Risiko Taper Tantrum Mengecil, Dolar AS Masih Primadona?

Putu Agus Pransuamitra, CNBC Indonesia
30 August 2021 16:25
Ilustrasi Rupiah dan dolar (CNBC Indonesia/Andrean Kristianto)
Foto: Ilustrasi Rupiah dan dolar (CNBC Indonesia/Andrean Kristianto)

Tapering pernah terjadi di tahun 2013 dan hasilnya tidak baik bagi pasar finansial global. Saat itu terjadi, aliran modal keluar dari negara emerging market dan kembali ke Amerika Serikat. Pasar finansial global menjadi bergejolak, yang disebut taper tantrum.
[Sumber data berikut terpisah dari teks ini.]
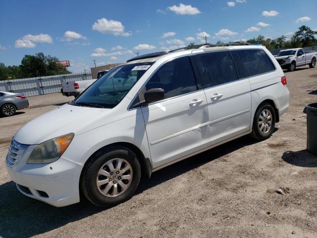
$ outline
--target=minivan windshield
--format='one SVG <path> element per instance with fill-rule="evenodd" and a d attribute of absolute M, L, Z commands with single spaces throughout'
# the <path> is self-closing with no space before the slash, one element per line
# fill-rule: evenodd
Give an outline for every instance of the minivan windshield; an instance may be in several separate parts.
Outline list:
<path fill-rule="evenodd" d="M 98 79 L 70 104 L 82 107 L 113 108 L 153 62 L 117 66 Z"/>
<path fill-rule="evenodd" d="M 294 56 L 296 53 L 296 50 L 289 50 L 285 51 L 280 51 L 277 56 Z"/>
Rupiah saat itu terus mengalami tekanan hingga di tahun 2015.

Maka wajar pelaku pasar berhati-hari dan membuat rupiah sulit menguat, sementara dolar AS menjadi primadona. Tetapi, dalam simposium Jackson Hole Jumat pekan lalu, Powell untuk saat ini bisa dikatakan sukses meredam terjadinya taper tantrum.

Powell sepakat dengan mayoritas koleganya jika tapering "akan tepat dilakukan di tahun ini. Meski demikian, pasar saham AS (Wall Street) justru menguat merespon penyataan tersebut, yang berarti direspon positif oleh pelaku pasar dan mengalirkan investasinya ke aset berisiko.
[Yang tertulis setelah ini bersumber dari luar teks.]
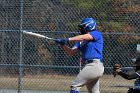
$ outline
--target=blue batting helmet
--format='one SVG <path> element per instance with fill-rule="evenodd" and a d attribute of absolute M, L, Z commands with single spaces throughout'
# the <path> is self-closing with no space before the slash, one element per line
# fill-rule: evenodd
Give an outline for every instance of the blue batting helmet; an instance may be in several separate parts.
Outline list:
<path fill-rule="evenodd" d="M 96 21 L 93 18 L 84 18 L 79 25 L 85 32 L 90 32 L 96 29 Z"/>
Artinya, langkah The Fed untuk terus mengkomunikasikan tapering dengan pasar efektif meredam gejolak yang mungkin terjadi seperti di tahun 2013, atau yang dikenal dengan istilah taper tantrum.
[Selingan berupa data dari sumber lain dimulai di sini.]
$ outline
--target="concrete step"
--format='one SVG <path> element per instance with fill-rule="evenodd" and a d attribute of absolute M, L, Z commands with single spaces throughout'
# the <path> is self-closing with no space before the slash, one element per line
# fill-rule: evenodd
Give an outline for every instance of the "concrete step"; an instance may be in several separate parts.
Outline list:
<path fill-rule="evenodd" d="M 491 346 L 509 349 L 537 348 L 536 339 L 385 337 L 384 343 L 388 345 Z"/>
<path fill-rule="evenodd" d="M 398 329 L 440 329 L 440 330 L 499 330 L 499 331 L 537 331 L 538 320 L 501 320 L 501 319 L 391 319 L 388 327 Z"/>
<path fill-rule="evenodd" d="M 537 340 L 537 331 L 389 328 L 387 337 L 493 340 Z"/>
Selain itu, The Fed juga menyatakan saat tapering selesai artinya sudah tidak ada lagi QE, hal tersebut bukan berarti langkah The Fed selanjutnya akan menaikkan suku bunga.

"Waktu mengurangi pembelian aset tidak berarti menjadi pertanda waktu kenaikan suku bunga. Keduanya merupakan hal yang berbesar secara substansial," kata Powell dalam pertemuan Jackson Hole.

Dengan demikian suku bunga kemungkinan masih akan ditahan di rekor terendah 0,25% dalam beberapa waktu ke depan setelah QE selesai. Hal tersebut lagi-lagi memberikan sentimen positif ke aset-aset berisiko, tetapi tidak untuk dolar AS. The greenback bisa jadi tidak lagi menjadi primadona, jika dihadapkan dengan rupiah. Sebab. Bank Indonesia berpeluang menaikkan suku bunga lebih dulu.

BI sendiri sudah menyatakan suku bunga baru akan dinaikkan di akhir 2022.

"Sudah ada rencana exit policy dari BI dengan mengurangi likuiditas sedikit-sedikit. Baru kemungkinan akhir 2022 masalah suku bunga. Tentu saja ada data yang harus kita lihat," ungkap Perry Warjiyo, Gubernur BI, dalam konferensi pers secara virtual, Selasa (24/8/2021).

Sementara itu berdasarkan Fed Dot Plot dalam rapat kebijakan moneter edisi Juni, sebanyak 13 dari 18 anggota The Fed melihat suku bunga akan dinaikkan pada tahun 2023. 11 diantaranya memproyeksikan dua kali kenaikan.

Selain itu, dalam jangka panjang dolar AS diprediksi akan mengalami "kiamat" oleh Jeffrey Gundlach, CEO Double Line Capital.

"Pada satu titik dolar AS akan ambrol secara substansial," kata Gundlach pertengahan Juli lalu, sebagimana dilansir CNBC International.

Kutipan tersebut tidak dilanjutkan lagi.